HarbourLife vs Hard Yakka. Country kids are planning to stay away from home over the holidays in record numbers, finds a government study.

ERROL PARKER | Editor-at-large | Contact

THOUSANDS OF YOUNG country men and women are avoiding the trip home for the holidays this year, says a study commissioned by the National Party of Australia.

This time of year is traditionally quite busy for many farmers around the country, especially grain-growers and sheep graziers.

Yet many sons and daughters from farms and stations around the nation are shunning a hard days work to lead a more hedonistic existence in the big smoke.

Wanaaring pastoralist,
Wanaaring pastoralist, Bill Dangerfield says a lot has changed since he was a young fella.

Bill Dangerfield, a 61-year-old pastoralist from Wanaaring in far north-west NSW, says that things “aren’t like they used to be”.

“In my day, I’d be getting the Bourke mail train home for the last muster of the year,” says Mr Dangerfield.

“I’d ask the conductor to slow down near the Wanaaring siding and I’d throw my bags off then jump off in to the tall grass,”

“Dad would wait for me at the siding in his Land Rover and we’d be off,”

“I’d be there ’til March slogging it out in the cattle yards and shearing sheds,”

“Nowadays, I can’t even get the kids home for my birthday.”

One of the big draw cards for country kids is Sydney’s festival culture – which has grown dramatically in the last 30 years, from a makeshift underground phenomenon to a booming industry.

What started as a raw and spontaneous rave scene gave rise to the notorious RAT parties of the 80s and 90s, and a swathe of bigger and bolder successors – such as Big Day OutVibes on a Summer’s DayField Day, and newcomers Subsonic and Falls Fest.

Federal member for Parkes, Mark Coulton, says that it’s important for young country men and women based in big cities to visit home once in a while.

“The number of young people opting out of a life on the land is growing rapidly,” says Mr Coulton.

“These family farms aren’t going to be around for ever, especially if nobody’s there to take them over,”

“One day, they’ll be gone and their family legacy gone with it,”

“Sad to see but it’s true,”

“However, we have music festivals out in the bush like the Elvis festival and the Tamworth show.”

The study concluded that the country youth most likely to stay away from home are the tertiary-educated elite – who’ve grown accustom to a certain lifestyle during their studies.

What the study found was alarming.

Seven out of 10 respondents said that coffee is a contributing factor in them not going home, as “there is no such thing as good coffee” west of Sydney’s Fish Markets.

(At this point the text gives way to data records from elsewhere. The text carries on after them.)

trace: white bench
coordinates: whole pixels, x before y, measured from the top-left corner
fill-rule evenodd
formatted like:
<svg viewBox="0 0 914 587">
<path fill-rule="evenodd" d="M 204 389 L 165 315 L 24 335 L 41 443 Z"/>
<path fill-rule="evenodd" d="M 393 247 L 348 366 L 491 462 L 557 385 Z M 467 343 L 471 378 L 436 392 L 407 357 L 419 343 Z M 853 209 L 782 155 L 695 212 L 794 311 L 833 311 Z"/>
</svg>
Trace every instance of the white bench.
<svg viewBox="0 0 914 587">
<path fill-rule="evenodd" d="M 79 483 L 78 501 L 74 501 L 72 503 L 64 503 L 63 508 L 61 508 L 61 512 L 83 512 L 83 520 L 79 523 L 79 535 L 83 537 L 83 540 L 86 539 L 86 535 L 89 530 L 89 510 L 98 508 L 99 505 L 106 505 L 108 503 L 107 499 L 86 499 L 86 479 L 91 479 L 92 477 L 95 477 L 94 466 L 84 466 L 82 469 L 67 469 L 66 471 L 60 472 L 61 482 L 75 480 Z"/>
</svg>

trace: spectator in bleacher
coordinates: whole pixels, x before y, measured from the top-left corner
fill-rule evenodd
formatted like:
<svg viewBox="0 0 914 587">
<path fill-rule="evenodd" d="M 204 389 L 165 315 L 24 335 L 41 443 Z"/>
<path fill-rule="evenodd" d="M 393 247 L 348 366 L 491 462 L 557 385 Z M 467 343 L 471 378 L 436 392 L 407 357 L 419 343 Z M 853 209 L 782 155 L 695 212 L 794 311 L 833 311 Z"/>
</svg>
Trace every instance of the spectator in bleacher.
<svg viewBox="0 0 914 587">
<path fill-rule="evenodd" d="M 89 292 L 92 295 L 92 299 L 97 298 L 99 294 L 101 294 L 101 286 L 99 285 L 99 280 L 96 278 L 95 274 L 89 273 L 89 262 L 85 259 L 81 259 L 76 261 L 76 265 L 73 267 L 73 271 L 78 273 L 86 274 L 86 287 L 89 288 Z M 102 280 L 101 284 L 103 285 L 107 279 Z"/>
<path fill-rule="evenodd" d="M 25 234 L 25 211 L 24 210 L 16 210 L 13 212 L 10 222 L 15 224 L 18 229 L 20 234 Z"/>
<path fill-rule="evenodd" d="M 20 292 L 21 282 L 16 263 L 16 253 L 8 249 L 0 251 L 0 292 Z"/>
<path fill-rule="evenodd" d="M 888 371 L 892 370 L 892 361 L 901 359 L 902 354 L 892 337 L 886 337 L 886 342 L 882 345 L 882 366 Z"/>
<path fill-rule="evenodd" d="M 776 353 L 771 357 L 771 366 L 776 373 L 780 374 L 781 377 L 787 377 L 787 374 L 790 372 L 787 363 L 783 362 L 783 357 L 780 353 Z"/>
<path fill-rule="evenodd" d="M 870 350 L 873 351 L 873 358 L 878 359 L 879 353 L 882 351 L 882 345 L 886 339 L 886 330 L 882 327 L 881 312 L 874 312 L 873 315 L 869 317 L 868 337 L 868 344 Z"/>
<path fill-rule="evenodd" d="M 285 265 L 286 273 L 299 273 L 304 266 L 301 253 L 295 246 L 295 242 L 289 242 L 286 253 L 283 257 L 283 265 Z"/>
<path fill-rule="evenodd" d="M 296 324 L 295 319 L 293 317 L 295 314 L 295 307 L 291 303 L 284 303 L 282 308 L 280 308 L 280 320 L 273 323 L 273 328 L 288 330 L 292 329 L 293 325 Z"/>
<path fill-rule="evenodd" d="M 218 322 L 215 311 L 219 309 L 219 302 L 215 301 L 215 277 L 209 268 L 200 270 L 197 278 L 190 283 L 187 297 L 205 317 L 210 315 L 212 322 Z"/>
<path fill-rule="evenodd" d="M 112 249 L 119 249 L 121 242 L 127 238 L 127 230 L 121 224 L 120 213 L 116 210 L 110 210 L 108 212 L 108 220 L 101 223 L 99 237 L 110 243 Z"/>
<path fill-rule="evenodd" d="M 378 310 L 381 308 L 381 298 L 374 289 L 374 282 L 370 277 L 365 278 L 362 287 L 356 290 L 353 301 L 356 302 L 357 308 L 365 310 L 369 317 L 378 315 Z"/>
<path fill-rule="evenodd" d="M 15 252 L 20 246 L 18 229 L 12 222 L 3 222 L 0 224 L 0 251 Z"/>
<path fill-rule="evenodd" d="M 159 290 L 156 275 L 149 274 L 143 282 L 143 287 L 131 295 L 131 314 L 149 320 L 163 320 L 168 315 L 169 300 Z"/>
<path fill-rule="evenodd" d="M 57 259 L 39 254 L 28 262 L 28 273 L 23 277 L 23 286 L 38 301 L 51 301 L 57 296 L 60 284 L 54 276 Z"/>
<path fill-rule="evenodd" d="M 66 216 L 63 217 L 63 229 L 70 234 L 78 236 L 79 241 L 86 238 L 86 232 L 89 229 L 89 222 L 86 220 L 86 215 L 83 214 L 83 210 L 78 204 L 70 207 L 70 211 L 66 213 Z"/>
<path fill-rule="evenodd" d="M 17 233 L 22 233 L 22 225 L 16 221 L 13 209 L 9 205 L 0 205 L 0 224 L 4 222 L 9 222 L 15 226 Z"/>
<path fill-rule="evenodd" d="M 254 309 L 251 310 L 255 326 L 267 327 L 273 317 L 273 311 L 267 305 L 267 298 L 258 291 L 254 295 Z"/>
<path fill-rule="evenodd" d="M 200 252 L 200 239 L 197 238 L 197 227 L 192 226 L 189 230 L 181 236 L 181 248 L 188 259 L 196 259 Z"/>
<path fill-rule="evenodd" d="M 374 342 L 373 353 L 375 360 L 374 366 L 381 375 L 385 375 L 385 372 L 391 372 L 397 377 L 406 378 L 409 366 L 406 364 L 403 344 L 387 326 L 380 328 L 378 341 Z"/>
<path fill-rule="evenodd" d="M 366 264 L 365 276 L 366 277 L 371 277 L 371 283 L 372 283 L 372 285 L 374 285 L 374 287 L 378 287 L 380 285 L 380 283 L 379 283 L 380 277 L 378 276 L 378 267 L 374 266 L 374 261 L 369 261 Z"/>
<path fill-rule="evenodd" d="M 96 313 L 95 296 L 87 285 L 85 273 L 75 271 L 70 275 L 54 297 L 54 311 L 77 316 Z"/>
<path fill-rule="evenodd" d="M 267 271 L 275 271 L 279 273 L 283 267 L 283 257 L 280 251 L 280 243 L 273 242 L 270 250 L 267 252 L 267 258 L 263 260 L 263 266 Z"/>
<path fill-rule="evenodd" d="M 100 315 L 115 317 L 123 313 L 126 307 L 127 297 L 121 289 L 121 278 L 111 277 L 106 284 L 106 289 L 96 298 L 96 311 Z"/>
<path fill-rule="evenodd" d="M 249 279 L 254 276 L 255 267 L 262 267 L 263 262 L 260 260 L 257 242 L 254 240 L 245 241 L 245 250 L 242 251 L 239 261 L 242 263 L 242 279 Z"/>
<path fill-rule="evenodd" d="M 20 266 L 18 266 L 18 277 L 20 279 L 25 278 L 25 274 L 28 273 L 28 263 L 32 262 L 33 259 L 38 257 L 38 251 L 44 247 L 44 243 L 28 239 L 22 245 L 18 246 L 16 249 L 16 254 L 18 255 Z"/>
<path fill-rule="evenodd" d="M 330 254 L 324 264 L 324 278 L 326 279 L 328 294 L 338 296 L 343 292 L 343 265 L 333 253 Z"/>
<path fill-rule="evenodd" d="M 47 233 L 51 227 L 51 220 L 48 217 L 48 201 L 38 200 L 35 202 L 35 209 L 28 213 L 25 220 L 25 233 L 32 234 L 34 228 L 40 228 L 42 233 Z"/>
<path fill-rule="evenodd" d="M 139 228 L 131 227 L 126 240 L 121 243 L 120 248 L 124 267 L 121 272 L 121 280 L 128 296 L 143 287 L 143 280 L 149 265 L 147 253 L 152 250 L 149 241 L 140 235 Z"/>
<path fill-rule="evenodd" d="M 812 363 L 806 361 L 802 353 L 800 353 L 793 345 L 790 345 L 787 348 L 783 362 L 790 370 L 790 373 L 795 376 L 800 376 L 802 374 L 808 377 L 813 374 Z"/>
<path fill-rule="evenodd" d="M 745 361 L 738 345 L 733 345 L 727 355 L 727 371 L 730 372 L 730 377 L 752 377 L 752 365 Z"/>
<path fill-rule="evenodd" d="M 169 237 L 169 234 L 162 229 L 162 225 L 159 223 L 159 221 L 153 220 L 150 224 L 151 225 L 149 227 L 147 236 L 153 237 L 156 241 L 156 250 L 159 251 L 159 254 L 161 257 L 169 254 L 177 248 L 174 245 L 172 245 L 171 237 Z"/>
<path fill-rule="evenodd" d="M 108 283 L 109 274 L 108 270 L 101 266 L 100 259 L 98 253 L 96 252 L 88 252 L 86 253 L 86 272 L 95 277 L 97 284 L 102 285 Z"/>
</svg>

Also, six out of 10 say that the lack of a seaside in the country is also another big reason why they don’t want to go home.

Disturbingly, three out of 10 country men say that rural centres are “full of bush pigs” and “footy moles” – that big cities offer a more attractive “selection” of young women to court.

Thomas "Tommy" McLane says his father's farming skills are "good enough" for him to skip out on harvest this year.
Thomas “Tommy” McLane says his father’s farming skills are “good enough” for him to skip out on harvest this year. (PHOTO via The Face Book)

Thomas “Tommy” McLane is a 24-year-old agriculture student from West Wyalong who’s chosen to spend the summer university holidays in Sydney with his mates – on the festival circuit.

“Have you ever stood knee deep in barley?” asks Mr McLane.

“It’s the itchiest f**king sh*t on Earth,”

“There wasn’t much of a spring at home so it’s only going under a tonne an acre at home this year – or something like that,”

“I’m pretty sure Dad can handle that on his own – he’s been doing it for 30 years,”

“The truth is I want to get home for Christmas, I just can’t find the time,”

“The missus is putting on a big show at her parents place in Mosman then after that there’s Field Day,”

“So Mum and Dad can’t realistically expect me to drive to [West] Wyalong and back in the same week.” he says.

Contrary to the opinions of his son, father Angus McLane says he’s disappointed that his son “can’t be f**ked” to come home this year.

“I had to get blokes in to help me over harvest,” says Mr. McLane

“I’m getting older now and I can’t be climbing up and down silos at my age – if I fell, it’d kill me,”

“I put Tommy through boarding school during the longest drought on record and he can’t even come home and drive a tipper for his old man for a week or two,”

“His mother did up his room and bought his favourite foods in town – she was heartbroken when he said he wasn’t coming home.”